Superintendent’s Spotlight: Cristina Ceglia


Superintendent’s Spotlight: Cristina Ceglia

June 18, 2024

Warwick Valley High School senior Cristina Ceglia was one of eight students to take on the high school’s Senior Project course, a nationally recognized program that combines project-based learning, real-world performance opportunities and professional networking. To complete Senior Project, students must meet the demands of the project’s “Four P’s”: choose a Project, write a Paper, build a Portfolio, and give an adjudicated Presentation.

Cristina’s project was a poignant documentary that delves into the lives of first responders affected by 9/11. The impact of her excellent production has extended beyond the walls of Warwick Valley, earning a place in the 9/11 Museum & Memorial archives, a recognition Cristina said she never could have anticipated or even imagined.

“I began reaching out to survivors and first responders last October,” Cristina explained. “One of my subjects is a survivor of the 9/11 attacks who worked in the towers. Once they saw what I had in mind, they encouraged me to aim even higher than just a school project.”

Cristina worked on her film from October through May, and her project culminated in a well-received presentation to the district’s Senior Project adjudication board in June. Cristina said it was the belief that people shared in the potential influence of her documentary that encouraged her to submit the film to the 9/11 archive for consideration. Despite lingering reservations about publicizing her project, she now reflects proudly on its journey, and said she felt overwhelmed when she got the news that her documentary had been accepted. “I got an email confirming that it was being placed in the archives, and it was such a surreal moment,” she recalled.

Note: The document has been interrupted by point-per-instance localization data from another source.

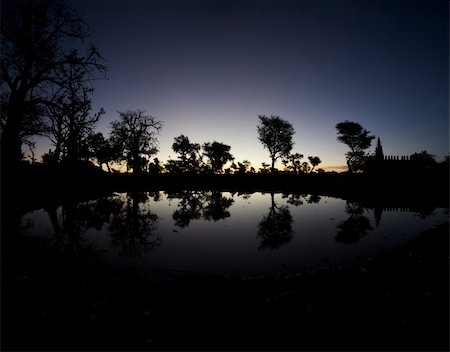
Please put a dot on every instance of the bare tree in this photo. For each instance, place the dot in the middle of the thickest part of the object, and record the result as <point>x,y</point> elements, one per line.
<point>218,154</point>
<point>358,140</point>
<point>39,41</point>
<point>135,136</point>
<point>314,160</point>
<point>71,120</point>
<point>276,135</point>
<point>189,159</point>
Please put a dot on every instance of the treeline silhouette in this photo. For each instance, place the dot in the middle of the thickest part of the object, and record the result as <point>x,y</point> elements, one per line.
<point>47,91</point>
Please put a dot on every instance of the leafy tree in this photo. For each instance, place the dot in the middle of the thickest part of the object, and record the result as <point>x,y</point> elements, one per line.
<point>295,162</point>
<point>243,167</point>
<point>314,160</point>
<point>189,159</point>
<point>276,135</point>
<point>357,139</point>
<point>218,154</point>
<point>265,168</point>
<point>101,149</point>
<point>305,167</point>
<point>40,41</point>
<point>135,136</point>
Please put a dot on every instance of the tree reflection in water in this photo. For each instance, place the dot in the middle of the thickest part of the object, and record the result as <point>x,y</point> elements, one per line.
<point>275,228</point>
<point>216,206</point>
<point>355,227</point>
<point>299,198</point>
<point>133,228</point>
<point>195,205</point>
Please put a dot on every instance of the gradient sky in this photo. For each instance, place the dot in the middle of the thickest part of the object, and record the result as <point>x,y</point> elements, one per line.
<point>208,68</point>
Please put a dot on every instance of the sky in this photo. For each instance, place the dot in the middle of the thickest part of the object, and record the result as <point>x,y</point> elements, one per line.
<point>207,69</point>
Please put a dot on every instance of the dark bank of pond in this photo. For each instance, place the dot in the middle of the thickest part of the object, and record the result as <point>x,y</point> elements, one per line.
<point>244,234</point>
<point>70,301</point>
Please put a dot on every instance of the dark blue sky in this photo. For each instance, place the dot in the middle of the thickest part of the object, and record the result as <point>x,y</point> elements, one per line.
<point>208,68</point>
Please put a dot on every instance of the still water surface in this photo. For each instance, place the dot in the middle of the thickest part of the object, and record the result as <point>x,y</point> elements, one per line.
<point>227,233</point>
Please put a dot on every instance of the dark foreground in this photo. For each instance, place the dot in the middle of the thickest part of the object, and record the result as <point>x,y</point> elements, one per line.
<point>56,301</point>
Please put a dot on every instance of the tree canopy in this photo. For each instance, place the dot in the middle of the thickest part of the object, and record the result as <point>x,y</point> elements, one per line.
<point>41,41</point>
<point>218,154</point>
<point>276,136</point>
<point>357,139</point>
<point>135,135</point>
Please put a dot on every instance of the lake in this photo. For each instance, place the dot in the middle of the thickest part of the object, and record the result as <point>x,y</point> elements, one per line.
<point>226,233</point>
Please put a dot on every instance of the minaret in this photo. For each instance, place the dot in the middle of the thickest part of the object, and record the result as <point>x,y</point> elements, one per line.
<point>379,151</point>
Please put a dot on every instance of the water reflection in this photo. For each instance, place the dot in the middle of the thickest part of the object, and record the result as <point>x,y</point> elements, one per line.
<point>133,228</point>
<point>194,205</point>
<point>275,228</point>
<point>355,227</point>
<point>223,232</point>
<point>298,199</point>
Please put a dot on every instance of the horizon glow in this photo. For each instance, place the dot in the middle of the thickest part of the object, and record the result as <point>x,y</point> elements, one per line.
<point>208,69</point>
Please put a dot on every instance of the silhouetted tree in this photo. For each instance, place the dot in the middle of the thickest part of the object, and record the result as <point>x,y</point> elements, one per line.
<point>275,228</point>
<point>218,155</point>
<point>135,135</point>
<point>355,227</point>
<point>423,161</point>
<point>265,168</point>
<point>189,159</point>
<point>243,167</point>
<point>295,162</point>
<point>155,167</point>
<point>357,139</point>
<point>101,149</point>
<point>379,155</point>
<point>40,41</point>
<point>304,167</point>
<point>314,160</point>
<point>71,121</point>
<point>216,207</point>
<point>276,135</point>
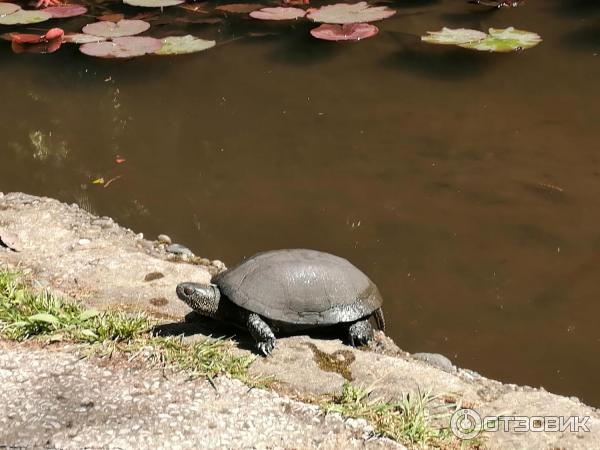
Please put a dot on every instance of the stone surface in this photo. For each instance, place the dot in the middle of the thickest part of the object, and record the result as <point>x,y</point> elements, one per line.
<point>54,399</point>
<point>111,271</point>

Cristina was an exchange student this year, born and raised in Italy to a family of non-English speakers, and the first WVHS exchange student to take part in the Senior Project! Cristina said that her journey to the states was initially driven by a passion for languages and cultural exchange. “Learning English became my goal at a young age,” she said. “I started attending language camps in Ireland when I was 10, and by the time I was in eighth grade, or maybe my freshman year, I knew that I wanted to try and study in the US.” But she also knew how expensive that prospect could be, so, without her parents’ knowledge, Cristina applied for – and won – a scholarship to study abroad. The award made her exchange year in Warwick possible.

Her documentary, meticulously crafted over months of interviews, research, writing, shooting and editing, aimed to highlight the critical role of first responders, and to never forget the gravity of their sacrifices. “Growing up with both of my parents in law enforcement, I witnessed firsthand the sacrifices they make,” Cristina reflects. She said her father had actually been called away on an emergency detail not long before she left for America. “I wasn’t sure he’d make it back in time for me to say goodbye, but he did. So, with the documentary, I just wanted to remind my peers of the importance of these roles, especially in times of crisis.”

Reflecting on her experience, Cristina acknowledges the challenges of coordinating interviews and navigating unfamiliar processes. “Organizing interviews was daunting, but the support of responders like Mr. Raph, Ms. Keneally, Mr. Fleming, and the 9/11 Museum made it possible. It all came together.”

Looking ahead, Cristina plans to attend Baruch College in New York City, where she will major in international and public affairs, with aspirations of becoming an attorney. Her dedication to her project and academic pursuits has been a testament to her passion for advocacy.

“I hope my documentary serves as a reminder that young people can engage meaningfully with global issues,” Cristina concludes. “We have the capacity to bring about change and foster understanding, even in complex and emotional subjects like 9/11.”

As she prepares to graduate and embark on the next chapter of her academic journey, Cristina remains an inspirational figure within the Warwick Valley community, leaving a legacy of empathy, determination, and cross-cultural understanding.